The wider macroeconomic picture reinforces that reality. According to the Bangladesh Bureau of Statistics, inflation stood at 9.04 percent in April 2026, continuing to erode purchasing power. At the same time, the World Bank estimates Bangladesh's tax-to-GDP ratio at only 6.7 percent, among the lowest in Asia, while the International Monetary Fund projects GDP growth of 4.7 percent in FY2026, well below the government's target of 6.5 percent. Although remittance inflows increased by nearly 20 percent during July-April FY2026, fiscal space remains constrained by modest domestic revenue mobilization and rising financing costs.

The numbers point to one unavoidable conclusion. Bangladesh does not simply need a bigger budget; it needs a smarter one.Countries rarely experience fiscal stress because they spend too little. More often, they struggle when limited resources are not consistently directed towards the highest-return priorities.

The lesson begins at home. When financial pressure intensifies, families often reduce spending on nutrition, children's education, preventive healthcare and the maintenance of income-generating assets before cutting discretionary consumption. These decisions may ease short-term financial pressure, but they quietly weaken future earning capacity.

Bangladesh can ill afford such choices. UNICEF estimates that 24 percent of children under five remain stunted, 12.9 percent are wasted and nearly two-thirds of children aged six to twenty-three months experience food poverty. Protecting nutrition, education and preventive healthcare is therefore not merely a social obligation. It is an investment in the country's future workforce and productivity.

World Bank estimates Bangladesh's tax-to-GDP ratio at only 6.7 percent, among the lowest in Asia, while the International Monetary Fund projects GDP growth of 4.7 percent in FY2026, well below the government's target of 6.5 percent.

Encouragingly, the government has introduced measures such as mandatory A-Challan for revenue collection, rationalization of tax exemptions, VAT incentives for registered startups and the withdrawal of the specific tax on mobile SIM cards. These reforms aim to improve efficiency and support productivity. However, effective implementation remains one of Bangladesh's most important challenges.During July-April FY2026, the Annual Development Programme achieved only 35.43 percent of its annual target, while National Board of Revenue collections reached just 65.52 percent of the annual target. Budgets create opportunities, but institutions deliver results. Without stronger implementation, even a well-designed budget cannot fully achieve its intended economic and social impact.

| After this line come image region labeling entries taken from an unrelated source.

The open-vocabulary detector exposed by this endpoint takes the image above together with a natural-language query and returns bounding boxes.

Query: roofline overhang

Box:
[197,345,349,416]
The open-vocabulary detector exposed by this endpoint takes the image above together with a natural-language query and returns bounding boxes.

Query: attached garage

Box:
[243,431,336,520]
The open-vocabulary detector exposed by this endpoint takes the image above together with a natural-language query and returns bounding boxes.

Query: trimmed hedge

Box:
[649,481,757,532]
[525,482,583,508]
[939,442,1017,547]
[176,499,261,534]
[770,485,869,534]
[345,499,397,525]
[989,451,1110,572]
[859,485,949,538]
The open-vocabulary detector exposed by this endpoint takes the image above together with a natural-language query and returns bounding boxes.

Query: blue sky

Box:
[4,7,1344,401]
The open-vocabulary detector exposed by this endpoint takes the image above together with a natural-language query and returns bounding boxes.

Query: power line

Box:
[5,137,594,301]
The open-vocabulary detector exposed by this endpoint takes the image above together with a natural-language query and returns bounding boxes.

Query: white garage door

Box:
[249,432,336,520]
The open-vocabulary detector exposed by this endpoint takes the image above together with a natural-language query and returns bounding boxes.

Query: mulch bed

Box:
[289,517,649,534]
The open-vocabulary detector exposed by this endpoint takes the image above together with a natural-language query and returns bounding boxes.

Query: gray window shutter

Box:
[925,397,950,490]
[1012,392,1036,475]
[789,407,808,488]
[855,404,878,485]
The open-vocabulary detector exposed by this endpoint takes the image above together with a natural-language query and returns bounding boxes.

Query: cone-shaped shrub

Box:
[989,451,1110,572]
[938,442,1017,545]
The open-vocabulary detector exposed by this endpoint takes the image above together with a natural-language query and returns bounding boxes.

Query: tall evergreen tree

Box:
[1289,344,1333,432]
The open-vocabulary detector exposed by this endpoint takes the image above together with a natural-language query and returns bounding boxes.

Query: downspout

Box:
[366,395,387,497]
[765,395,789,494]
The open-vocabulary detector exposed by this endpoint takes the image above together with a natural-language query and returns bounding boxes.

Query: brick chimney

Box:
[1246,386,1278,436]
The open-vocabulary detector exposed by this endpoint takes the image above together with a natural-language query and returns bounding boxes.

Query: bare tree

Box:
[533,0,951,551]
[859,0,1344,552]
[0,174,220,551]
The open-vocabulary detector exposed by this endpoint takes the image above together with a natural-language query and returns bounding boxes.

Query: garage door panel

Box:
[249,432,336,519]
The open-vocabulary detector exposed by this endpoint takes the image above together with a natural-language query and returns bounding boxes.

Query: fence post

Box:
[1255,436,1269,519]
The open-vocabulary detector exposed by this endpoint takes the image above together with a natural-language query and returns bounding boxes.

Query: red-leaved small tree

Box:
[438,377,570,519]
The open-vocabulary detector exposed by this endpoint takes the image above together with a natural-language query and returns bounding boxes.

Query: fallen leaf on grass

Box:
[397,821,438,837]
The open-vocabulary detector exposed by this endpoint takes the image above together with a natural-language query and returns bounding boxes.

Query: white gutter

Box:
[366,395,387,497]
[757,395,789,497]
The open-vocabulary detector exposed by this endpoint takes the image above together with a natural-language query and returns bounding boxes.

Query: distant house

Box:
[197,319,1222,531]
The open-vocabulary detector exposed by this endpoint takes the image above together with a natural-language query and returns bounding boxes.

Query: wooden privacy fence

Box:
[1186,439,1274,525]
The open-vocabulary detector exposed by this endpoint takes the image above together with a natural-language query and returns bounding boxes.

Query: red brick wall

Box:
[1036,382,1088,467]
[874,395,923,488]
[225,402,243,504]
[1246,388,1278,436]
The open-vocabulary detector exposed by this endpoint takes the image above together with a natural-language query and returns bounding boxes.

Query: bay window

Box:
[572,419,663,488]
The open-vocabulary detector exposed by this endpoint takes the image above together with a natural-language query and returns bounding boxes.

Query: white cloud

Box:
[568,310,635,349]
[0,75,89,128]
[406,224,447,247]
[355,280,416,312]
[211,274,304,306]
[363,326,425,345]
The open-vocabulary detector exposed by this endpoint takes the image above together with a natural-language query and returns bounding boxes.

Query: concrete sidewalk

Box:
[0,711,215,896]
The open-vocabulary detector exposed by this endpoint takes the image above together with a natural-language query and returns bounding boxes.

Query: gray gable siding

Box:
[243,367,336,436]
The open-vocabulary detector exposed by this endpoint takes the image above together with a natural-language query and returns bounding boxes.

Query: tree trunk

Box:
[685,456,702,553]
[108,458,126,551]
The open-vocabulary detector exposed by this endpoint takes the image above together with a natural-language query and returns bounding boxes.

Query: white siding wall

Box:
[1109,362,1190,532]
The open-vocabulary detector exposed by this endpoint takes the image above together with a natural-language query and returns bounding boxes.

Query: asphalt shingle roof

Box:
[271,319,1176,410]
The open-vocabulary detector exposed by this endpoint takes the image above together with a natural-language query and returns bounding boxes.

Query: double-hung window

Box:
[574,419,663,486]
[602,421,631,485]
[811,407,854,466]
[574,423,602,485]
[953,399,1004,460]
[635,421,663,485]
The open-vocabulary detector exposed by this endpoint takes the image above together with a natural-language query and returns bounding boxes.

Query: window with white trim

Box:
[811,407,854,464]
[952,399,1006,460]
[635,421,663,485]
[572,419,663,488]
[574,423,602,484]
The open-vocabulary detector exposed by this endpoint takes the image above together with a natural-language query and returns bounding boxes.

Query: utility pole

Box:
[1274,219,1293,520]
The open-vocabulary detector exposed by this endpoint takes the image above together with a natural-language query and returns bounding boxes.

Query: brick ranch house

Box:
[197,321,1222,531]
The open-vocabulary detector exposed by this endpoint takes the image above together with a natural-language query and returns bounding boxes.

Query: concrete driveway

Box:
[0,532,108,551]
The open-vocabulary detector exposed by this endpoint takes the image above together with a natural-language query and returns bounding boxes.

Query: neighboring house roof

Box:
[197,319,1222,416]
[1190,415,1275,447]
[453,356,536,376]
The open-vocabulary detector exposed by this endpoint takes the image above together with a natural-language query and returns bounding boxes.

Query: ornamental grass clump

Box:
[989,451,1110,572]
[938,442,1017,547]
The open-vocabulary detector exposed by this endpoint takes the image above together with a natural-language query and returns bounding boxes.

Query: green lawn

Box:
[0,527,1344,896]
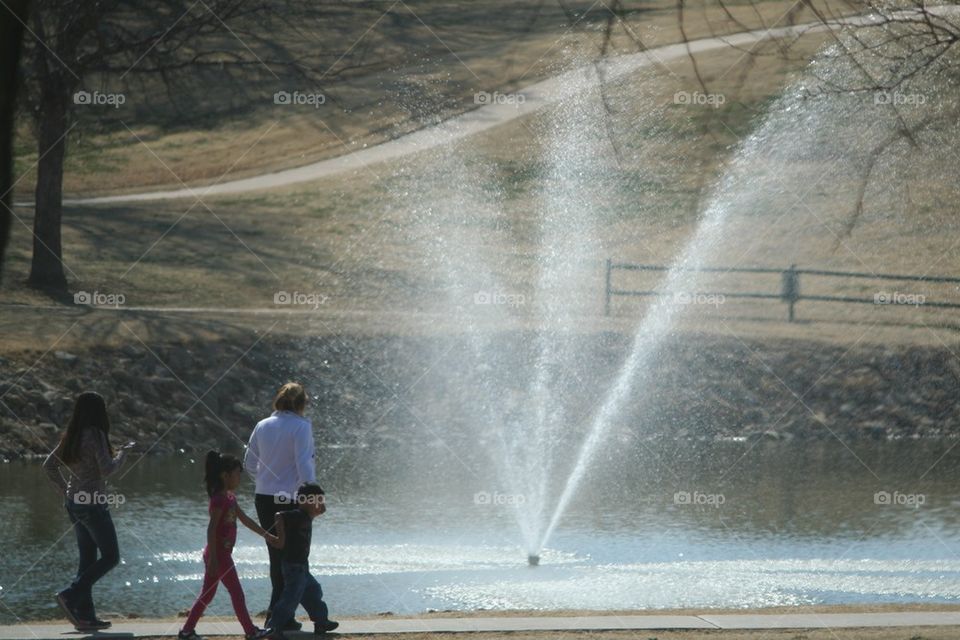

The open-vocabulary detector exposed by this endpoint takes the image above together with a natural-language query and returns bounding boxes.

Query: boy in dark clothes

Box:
[267,482,340,640]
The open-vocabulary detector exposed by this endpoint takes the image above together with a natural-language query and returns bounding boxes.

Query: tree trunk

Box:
[0,0,27,284]
[29,90,70,291]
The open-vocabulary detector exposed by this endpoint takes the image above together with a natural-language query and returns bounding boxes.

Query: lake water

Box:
[0,440,960,623]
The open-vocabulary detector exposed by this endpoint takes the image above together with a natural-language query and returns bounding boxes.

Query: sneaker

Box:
[57,589,80,627]
[83,617,113,631]
[313,620,340,636]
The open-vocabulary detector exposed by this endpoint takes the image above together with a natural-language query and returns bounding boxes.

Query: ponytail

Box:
[203,450,223,496]
[203,449,243,497]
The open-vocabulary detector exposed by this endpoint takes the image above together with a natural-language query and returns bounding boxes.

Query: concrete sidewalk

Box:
[0,611,960,640]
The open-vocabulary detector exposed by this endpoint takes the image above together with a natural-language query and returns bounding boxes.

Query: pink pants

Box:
[183,549,257,636]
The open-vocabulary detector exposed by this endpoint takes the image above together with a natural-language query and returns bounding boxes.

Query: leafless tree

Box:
[15,0,386,291]
[0,0,28,284]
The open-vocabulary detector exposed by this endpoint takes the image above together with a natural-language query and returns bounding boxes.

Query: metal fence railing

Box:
[604,258,960,322]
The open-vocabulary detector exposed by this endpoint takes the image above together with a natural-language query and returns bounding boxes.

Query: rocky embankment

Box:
[0,334,960,459]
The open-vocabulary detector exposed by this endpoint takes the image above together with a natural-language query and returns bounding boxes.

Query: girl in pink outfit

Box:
[177,451,278,640]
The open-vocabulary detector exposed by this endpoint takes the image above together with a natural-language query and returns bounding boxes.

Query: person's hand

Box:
[207,553,220,576]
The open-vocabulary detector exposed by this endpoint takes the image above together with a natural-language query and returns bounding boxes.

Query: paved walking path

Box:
[0,611,960,640]
[50,5,960,206]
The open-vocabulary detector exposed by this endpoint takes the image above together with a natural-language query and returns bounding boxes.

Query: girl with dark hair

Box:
[43,391,134,631]
[177,451,278,640]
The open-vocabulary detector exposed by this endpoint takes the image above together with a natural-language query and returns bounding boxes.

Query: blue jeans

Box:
[66,500,120,620]
[267,561,330,629]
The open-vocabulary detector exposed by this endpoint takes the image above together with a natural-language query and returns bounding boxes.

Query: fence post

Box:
[780,264,800,322]
[603,258,613,316]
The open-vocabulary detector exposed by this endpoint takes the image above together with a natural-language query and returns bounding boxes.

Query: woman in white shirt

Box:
[243,382,316,631]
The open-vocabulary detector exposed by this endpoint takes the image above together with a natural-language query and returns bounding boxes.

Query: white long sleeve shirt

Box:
[243,411,316,496]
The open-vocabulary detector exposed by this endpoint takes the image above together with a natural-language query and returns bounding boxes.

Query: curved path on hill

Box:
[58,6,944,205]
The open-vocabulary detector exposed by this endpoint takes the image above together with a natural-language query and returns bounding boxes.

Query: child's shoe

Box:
[57,589,80,627]
[313,620,340,636]
[75,618,113,631]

Families should protect human capital before lifestyle. Safeguard nutrition, education, healthcare, emergency savings and income-generating assets while reducing unnecessary consumption, prestige spending and expensive debt.

Businesses should protect productivity before short-term profits. Eliminate inefficiency before cutting investment in maintenance, technology, employee capability, customer relationships and governance.

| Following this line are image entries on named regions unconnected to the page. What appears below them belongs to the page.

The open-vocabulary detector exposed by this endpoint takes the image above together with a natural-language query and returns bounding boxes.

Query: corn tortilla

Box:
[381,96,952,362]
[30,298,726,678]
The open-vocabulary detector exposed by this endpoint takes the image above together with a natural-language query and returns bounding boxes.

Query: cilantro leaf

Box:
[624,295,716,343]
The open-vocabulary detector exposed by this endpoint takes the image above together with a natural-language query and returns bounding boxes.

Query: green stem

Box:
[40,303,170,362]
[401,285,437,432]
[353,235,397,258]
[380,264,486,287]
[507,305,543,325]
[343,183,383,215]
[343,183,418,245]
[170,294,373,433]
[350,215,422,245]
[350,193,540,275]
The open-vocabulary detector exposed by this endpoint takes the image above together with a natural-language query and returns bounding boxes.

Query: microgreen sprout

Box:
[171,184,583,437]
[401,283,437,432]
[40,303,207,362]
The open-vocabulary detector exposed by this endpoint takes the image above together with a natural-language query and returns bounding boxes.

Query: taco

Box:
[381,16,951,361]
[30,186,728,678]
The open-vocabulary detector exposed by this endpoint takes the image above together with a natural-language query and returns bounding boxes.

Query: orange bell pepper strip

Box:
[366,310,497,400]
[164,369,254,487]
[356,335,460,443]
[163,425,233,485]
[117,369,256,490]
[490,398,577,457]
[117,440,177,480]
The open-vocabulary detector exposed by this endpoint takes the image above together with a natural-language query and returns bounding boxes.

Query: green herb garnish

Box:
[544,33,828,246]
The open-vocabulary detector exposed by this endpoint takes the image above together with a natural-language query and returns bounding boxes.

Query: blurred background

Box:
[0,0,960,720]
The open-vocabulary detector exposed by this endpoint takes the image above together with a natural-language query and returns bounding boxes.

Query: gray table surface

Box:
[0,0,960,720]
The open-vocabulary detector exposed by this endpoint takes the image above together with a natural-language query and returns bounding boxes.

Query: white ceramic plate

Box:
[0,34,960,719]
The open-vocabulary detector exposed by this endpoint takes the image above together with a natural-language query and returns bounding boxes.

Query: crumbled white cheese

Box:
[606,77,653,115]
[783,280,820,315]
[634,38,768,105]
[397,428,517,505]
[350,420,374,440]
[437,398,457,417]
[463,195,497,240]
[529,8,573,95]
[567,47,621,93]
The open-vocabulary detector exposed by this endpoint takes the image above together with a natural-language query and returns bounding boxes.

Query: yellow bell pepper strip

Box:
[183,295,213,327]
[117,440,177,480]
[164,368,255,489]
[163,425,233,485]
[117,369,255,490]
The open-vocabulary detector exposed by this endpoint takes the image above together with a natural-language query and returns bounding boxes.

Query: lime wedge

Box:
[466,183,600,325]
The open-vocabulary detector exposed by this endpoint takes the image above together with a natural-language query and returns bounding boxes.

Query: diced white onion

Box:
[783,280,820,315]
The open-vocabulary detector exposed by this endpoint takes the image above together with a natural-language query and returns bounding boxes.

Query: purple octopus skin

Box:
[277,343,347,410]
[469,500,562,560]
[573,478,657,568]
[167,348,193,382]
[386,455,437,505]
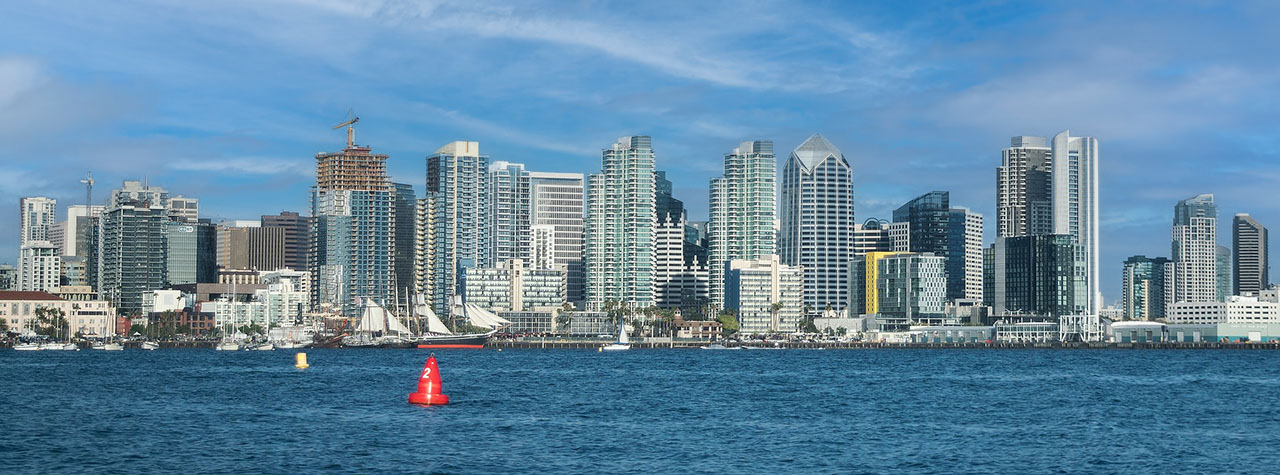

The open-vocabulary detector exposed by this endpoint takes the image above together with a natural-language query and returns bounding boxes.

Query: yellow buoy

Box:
[293,353,311,370]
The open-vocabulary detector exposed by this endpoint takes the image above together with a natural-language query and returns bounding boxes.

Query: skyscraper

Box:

Policymakers should protect future growth before administrative convenience. Reduce procurement waste, project delays, administrative duplication and poorly targeted tax exemptions before compromising investment in education, healthcare, agriculture, digital infrastructure and climate resilience.

The banking sector also has a critical responsibility. As economic conditions become more challenging, banks should continue strengthening productive lending, improving credit quality, accelerating digital transformation and enhancing financial literacy. Stronger banks are built through prudent risk management and efficient capital allocation, not indiscriminate cost cutting.

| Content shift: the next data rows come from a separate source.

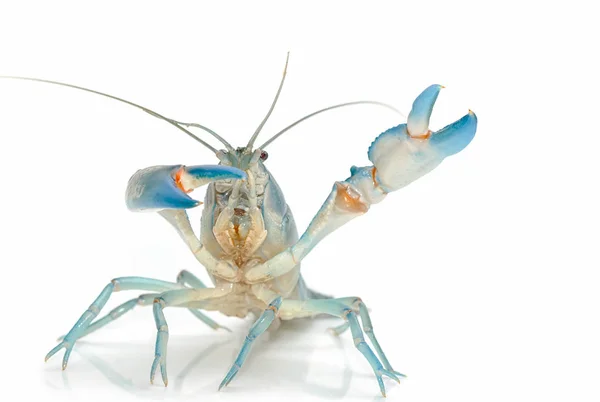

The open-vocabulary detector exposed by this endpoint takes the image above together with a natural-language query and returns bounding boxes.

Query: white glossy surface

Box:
[0,1,600,402]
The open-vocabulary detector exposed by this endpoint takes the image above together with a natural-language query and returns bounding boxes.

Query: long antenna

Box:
[246,52,290,149]
[0,75,232,153]
[258,101,406,149]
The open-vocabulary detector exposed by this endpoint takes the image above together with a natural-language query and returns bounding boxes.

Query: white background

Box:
[0,1,600,401]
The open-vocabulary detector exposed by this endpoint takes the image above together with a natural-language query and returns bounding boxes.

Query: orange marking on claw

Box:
[175,168,192,193]
[408,130,431,140]
[335,183,369,212]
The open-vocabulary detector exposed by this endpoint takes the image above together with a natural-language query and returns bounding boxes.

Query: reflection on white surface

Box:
[43,319,396,400]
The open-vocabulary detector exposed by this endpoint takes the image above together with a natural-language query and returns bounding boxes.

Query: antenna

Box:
[0,75,233,153]
[246,52,290,149]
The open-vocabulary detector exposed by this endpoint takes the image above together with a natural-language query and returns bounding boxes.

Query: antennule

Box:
[258,101,406,149]
[246,52,290,149]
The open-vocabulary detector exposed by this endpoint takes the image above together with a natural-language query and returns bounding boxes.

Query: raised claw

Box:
[44,341,73,370]
[369,85,477,192]
[125,165,246,211]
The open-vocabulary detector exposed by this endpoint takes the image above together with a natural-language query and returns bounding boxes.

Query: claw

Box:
[406,85,444,138]
[44,341,73,370]
[126,165,246,211]
[150,356,169,387]
[369,85,477,192]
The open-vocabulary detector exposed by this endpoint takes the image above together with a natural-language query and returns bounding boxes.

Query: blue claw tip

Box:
[429,110,477,156]
[407,84,444,135]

Singapore's experience demonstrates that fiscal resilience is achieved not by spending less across the board but by spending better, investing consistently in people, institutions and productivity while maintaining strict accountability. Bangladesh's path will be different, but the principle is universal.

Every budget is ultimately a statement of national priorities. Bangladesh's future will depend less on how much it spends and more on how wisely it invests every taka. When money becomes tight, cutting wisely is not simply an economic necessity. It is a measure of national leadership.